あと、飴と鞭の使い方が上手いって言うのかな?

締める所はキッチリ締めるし。

個人の長所をいかした適材適所ってやつです。

うん、決して皆からの尊敬がゼロに等しいとかそう言うんじゃないよ。



「ハイハーイ、ツクヨミさん。サカイさんいないけど?」

キョロキョロと室内を見渡すヨウスケ。


「あぁ、サカイ君には偵察を頼んでたのよ。今ある情報だけじゃ対策練られないもの」


朱の咆哮メンバーは全員で5人。

もう1人サカイさんって人がいる。



サカイさんの職業はアサシン。

隠密行動に長けているので情報収集をしてもらう事が多い。

その為普段は別行動になりがちになるんだよね。


でも、クランを立ち上げた時にメンバー内だけの決まりとしてイベント対策等の集まりは基本全員集合と決めてある。

現実での用事もあるだろうし多少の遅刻はありだけど。


サカイさんはアサシンだから気配を消すの得意なんだろうけど、上手すぎて……と言うか1種の才能?だと思うよ。

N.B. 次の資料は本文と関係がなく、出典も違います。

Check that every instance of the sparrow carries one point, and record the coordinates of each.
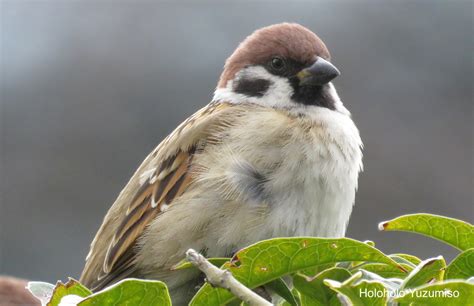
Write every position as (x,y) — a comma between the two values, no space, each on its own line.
(274,154)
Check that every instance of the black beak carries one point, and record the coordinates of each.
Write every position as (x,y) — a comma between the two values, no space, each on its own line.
(320,73)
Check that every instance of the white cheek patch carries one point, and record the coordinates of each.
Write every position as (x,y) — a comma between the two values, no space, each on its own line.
(278,94)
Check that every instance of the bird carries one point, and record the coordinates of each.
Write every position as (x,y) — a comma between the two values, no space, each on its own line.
(274,154)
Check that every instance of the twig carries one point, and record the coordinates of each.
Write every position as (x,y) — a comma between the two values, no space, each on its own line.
(224,279)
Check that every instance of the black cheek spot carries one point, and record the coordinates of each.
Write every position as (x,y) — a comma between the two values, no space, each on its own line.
(252,87)
(313,95)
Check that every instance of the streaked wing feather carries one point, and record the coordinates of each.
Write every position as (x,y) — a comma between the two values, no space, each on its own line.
(172,161)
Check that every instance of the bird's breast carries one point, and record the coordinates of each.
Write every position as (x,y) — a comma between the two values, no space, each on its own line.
(285,175)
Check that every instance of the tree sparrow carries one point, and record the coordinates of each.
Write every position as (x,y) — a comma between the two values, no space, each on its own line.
(275,154)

同じクラスメンバーでも気付かない事がたまにあるから。


気がつかないだけですぐ側にいたりするんだよなぁ……



「リーダー此方が偵察の情報を纏めたものでござる」



「どうも。……ってサカイさん!?」

「……サカイさん帰られてたんですね」

「サカイさんお帰り~」

待って!

不意討ちは心臓に悪い。

いつも通り対応してるつもりだろうけど、クロウとヨウスケ内心ビビってるだろ。



「あんた達何言ってるのよ。サカイ君ならあんた達が3人でワチャワチャしてる時に帰ってきたじゃない」


「「「……え?居たの……!?」」」


見事に3人でハモってしまった。

「うむ、ツクヨミ殿の言う通り居たでござる。ちょうどクロウ殿がリーダーを背負い投げする辺りでござる」


それほぼ最初からじゃん。

全然気付かなかった。

気配がなさすぎるだろ……

と言うか、帰っているのなら普通に座ればいいのに。

なんで俺の椅子の横に片膝を付き居るんだろうか?

語尾とそのポーズだとアサシンじゃなく忍者っぽいよ。

でも、意外にワンエデの職業に忍者ってまだないんだよ。

和風の職業って人気高そうだけどエリアすらないからなぁ……



サカイさんから渡された用紙には、偵察で集めた情報が箇条書きで書かれていた。

大きさはだいたいA4ぐらいかな?

片面だけじゃ書ききれなかったのか両面に書かれてる。


意外にあるなー……

と思いつつ無言で目を通していく。


「……」


俺は、読み終わった用紙を何も言わず近くにいたツクヨミさんに渡した。

ツクヨミさんも終始無言で読んでいる。

心なしか表情が険しい。



「で?何が書かれてたんですか?」

「気になる~。やっぱりハロウィンイベなの?」

やっぱり2人も気になるよね。

期間限定イベントだしワクワクするの分かる。

分かるけど……




「今回のイベントはね……」

ツクヨミさんは言葉を一旦区切った。

シーンと静まり返ったリビング。



ゴクリ。

固唾を飲んだクロウとヨウスケは、ツクヨミさんの次の言葉を待った。